Raouraoua et Mecherara face à un sérieux dilemme
Alors que la compétition officielle s’apprête à réoccuper la scène footballistique nationale dans pratiquement une semaine, notamment à l’occasion du coup d’envoi du championnat de première division, de sérieux contentieux ne cessent de s’accumuler au niveau de la FAF et par ricochet, sur le bureau du président de la Ligue nationale de football
Lundi prochain, messieurs Raouraoua et Mecherara, respectivement président de la FAF et de la LNF, animeront une conférence de presse. Une première sortie médiatique très attendue par l’ensemble de la sphère footballistique nationale.
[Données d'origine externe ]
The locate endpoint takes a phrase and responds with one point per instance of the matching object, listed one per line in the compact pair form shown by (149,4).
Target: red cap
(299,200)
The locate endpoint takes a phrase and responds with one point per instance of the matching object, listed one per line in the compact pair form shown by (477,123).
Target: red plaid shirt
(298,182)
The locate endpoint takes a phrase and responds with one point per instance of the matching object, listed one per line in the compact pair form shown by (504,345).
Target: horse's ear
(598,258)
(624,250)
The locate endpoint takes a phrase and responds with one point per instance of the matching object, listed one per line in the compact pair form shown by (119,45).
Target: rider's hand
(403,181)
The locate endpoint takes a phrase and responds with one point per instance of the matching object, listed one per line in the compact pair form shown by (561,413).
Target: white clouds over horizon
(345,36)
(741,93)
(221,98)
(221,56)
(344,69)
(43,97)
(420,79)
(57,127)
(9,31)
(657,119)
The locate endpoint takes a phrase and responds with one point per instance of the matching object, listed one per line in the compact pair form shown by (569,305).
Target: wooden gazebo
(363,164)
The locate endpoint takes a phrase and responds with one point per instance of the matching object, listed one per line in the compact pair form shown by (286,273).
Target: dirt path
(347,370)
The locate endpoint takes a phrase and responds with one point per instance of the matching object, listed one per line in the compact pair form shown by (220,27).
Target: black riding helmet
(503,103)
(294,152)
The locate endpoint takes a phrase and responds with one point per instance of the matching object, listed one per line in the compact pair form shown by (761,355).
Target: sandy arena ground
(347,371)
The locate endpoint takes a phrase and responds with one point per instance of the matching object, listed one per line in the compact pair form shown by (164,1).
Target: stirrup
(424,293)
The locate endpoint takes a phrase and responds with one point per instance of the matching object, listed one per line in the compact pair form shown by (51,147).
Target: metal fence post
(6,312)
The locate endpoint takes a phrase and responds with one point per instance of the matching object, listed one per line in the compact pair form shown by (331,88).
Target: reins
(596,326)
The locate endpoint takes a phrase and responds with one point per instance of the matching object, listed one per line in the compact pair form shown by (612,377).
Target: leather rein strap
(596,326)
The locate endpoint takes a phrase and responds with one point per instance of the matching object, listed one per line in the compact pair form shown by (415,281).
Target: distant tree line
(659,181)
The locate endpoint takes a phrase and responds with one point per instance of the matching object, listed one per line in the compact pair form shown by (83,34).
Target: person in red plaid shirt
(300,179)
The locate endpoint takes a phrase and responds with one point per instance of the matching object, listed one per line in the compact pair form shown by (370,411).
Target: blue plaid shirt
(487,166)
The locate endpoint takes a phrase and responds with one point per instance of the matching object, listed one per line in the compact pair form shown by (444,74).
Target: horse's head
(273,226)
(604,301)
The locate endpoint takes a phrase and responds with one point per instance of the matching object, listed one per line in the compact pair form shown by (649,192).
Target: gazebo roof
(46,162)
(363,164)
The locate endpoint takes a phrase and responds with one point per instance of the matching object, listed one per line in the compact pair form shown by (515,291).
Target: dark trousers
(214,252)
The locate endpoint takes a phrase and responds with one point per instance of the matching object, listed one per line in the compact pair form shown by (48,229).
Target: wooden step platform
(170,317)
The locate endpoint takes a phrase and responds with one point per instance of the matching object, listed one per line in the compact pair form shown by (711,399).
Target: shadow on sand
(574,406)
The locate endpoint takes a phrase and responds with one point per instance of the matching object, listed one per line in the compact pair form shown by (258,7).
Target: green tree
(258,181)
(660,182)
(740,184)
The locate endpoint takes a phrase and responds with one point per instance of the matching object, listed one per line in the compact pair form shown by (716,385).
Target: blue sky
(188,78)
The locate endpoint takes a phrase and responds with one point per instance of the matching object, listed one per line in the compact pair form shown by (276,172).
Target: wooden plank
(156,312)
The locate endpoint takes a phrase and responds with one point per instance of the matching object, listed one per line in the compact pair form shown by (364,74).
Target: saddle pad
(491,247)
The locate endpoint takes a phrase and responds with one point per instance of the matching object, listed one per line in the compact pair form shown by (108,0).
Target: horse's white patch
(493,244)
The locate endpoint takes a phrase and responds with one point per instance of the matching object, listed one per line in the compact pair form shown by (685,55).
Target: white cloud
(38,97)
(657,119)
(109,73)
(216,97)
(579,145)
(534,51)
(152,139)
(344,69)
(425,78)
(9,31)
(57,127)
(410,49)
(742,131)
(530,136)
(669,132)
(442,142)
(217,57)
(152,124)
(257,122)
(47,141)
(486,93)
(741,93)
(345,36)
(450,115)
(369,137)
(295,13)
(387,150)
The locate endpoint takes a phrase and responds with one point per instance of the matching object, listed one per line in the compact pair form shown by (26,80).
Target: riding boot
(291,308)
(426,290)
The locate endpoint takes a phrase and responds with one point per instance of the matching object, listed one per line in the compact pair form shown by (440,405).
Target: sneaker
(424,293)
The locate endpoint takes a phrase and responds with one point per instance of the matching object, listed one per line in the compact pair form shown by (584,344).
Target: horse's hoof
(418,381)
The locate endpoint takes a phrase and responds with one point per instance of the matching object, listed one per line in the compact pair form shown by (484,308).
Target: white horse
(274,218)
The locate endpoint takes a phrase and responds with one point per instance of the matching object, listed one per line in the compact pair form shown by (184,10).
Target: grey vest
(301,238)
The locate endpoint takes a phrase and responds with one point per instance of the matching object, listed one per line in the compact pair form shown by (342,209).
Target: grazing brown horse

Et pour cause, tout au long du mois en cours, différents acteurs souvent liés directement au déroulement des championnats de DI et DII, n’ont pas cessé de monter au créneau pour plusieurs raisons face auxquelles ils s’estiment être aujourd’hui sérieusement lésés. Pour rappel, les dernières dispositions prises par le nouveau patron de la Fédération algérienne de football, dès son élection, ont fini par mettre réellement dans l’expectative l’ensemble des présidents de clubs de première et deuxième divisions. En effet, d’abord le fait d’avoir revu à la baisse le nombre de licences auxquelles aura droit dorénavant chaque formation, a sérieusement fait grincer des dents plusieurs responsables de clubs, et non des moindres. Ces derniers n’auront plus, de surcroît, le droit de recruter des joueurs issus du continent africain. En d’autres termes, fini la filière africaine et place, désormais, à la jeune relève formée au sein de chaque formation. Raouraoua, qui connaît bien la réalité du terrain, et surtout n’ignore rien des difficultés auxquelles font face souvent l’ensemble des clubs de football en Algérie, aurait pris dernièrement certaines décisions par pragmatisme, et visiblement avec le souci majeur de préparer nos équipes de football à fonctionner progressivement d’ici 2011 comme des clubs professionnels et semi-professionnels pour certains d’entre eux. Mais là où le bât blesse aujourd’hui réside dans le fait indéniable que Raouraoua et l’ensemble des acteurs du football national ne sont pas au diapason actuellement.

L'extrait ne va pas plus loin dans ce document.